Re: Search text in Find Files / Lister: bug with non-ANSI characters

Post by *Usher »

2Slavic
I only wanted to suggest other approach than yours - and it partially failed. However, it still may be a step in a good direction.

Maybe you misunderstood my laconic comments. You don't need to be sorry, you need to be more patient, please.
I trust your findings, some of them I can confirm for TC in XP (hence my suggestion), but I haven't enough time to make more tests, describe results and make other suggestions in a single message.
Do you think all the people work in a similar manner as you?
Andrzej P. Wozniak
Polish subforum moderator
User avatar
Usher
Power Member
Power Member
Posts: 1675
Joined: 2011-03-11, 10:11 UTC

Re: Search text in Find Files / Lister: bug with non-ANSI characters

Post by *Usher »

Well, it seems to be similar case as in another topic which you have started:
viewtopic.php?f=35&t=74205#p399092

Lister behaviour depends on UnwrapWidth value.
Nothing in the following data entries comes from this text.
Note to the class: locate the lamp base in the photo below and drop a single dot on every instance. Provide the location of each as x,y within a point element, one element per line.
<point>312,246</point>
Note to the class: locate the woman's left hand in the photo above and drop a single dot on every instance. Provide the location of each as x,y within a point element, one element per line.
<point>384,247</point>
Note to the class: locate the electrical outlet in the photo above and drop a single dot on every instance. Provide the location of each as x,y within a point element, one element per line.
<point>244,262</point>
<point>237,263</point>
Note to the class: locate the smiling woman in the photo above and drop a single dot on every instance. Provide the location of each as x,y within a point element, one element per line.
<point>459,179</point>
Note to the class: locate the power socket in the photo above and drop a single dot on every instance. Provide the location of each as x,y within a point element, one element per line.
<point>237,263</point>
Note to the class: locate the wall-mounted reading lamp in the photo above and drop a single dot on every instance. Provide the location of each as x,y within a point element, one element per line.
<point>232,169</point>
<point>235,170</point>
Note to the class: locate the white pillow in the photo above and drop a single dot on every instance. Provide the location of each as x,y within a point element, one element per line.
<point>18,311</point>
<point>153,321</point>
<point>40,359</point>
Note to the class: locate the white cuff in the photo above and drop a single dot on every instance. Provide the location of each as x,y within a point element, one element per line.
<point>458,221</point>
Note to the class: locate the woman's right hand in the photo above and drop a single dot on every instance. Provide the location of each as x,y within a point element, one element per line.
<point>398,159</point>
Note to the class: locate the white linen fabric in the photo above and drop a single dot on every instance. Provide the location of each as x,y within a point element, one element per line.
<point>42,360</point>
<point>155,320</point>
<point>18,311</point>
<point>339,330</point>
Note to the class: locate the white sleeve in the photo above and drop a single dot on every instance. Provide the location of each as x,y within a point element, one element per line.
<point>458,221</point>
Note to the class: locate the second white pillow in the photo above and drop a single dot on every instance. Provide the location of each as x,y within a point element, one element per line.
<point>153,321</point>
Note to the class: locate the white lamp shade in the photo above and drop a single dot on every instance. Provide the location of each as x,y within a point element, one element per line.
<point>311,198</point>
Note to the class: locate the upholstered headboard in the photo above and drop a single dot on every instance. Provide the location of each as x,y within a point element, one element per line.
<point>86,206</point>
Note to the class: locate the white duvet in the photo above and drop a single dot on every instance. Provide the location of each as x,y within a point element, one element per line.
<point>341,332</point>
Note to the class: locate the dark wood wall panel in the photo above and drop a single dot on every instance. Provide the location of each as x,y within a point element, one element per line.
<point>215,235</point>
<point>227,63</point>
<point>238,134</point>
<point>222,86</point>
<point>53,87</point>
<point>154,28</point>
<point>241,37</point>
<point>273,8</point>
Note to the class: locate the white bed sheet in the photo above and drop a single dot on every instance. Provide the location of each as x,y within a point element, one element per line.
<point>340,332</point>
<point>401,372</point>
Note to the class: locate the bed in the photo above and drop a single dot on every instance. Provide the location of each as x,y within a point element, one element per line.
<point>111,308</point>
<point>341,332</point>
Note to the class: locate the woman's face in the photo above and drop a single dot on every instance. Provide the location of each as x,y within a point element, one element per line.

If you set UnwrapWidth >=1738, then Lister will find "????" as a Russian text in history.txt.
You don't need to test Greek any more, combine Greek with Russian or select many charsets. Just test search for Russian text in ANSI mode.

I have windows-1250 (Polish) codepage set in Windows, language in TC seems to be irrelevant. I did tests in current TC instance and in TC with fresh.ini.
  • I did search for "абвг" in 2 texts - history.txt and Russian text in ANSI (windows-1251) containing "????".
    Search always finds both files, Lister always finds "????" in Russian txt , but for history.txt it depends on UnwrapWidth value.
  • Search for "αβγδ" gives more or less proper results:
    1. Finds nothing for search in non-Cyrillic ANSI.
    2. Finds proper string in wincmd.ini (UTF-16) and fresh.ini (UTF-16) for search in UTF-16.
    3. Finds proper string (though strangely looking in fresh.ini.bak (backup of the initial fresh.ini before conversion from windows-1250 to UTF-16) for search in UTF-8.
    UnwrapWidth for Lister in this case is irrelevant, codepage in Lister set to Autodetect.
    1L. Nothing to view.
    2L. Finds proper string in UTF-16 files.
    3L. Finds nothing in Autodetect mode (ANSI), finds proper string when switched to UTF-8.
As you can see, it's a problem with autodetection for Russian codepage (windows-1251). It seems to be very old. It means that some autodetection heuristics are wrong and should be changed.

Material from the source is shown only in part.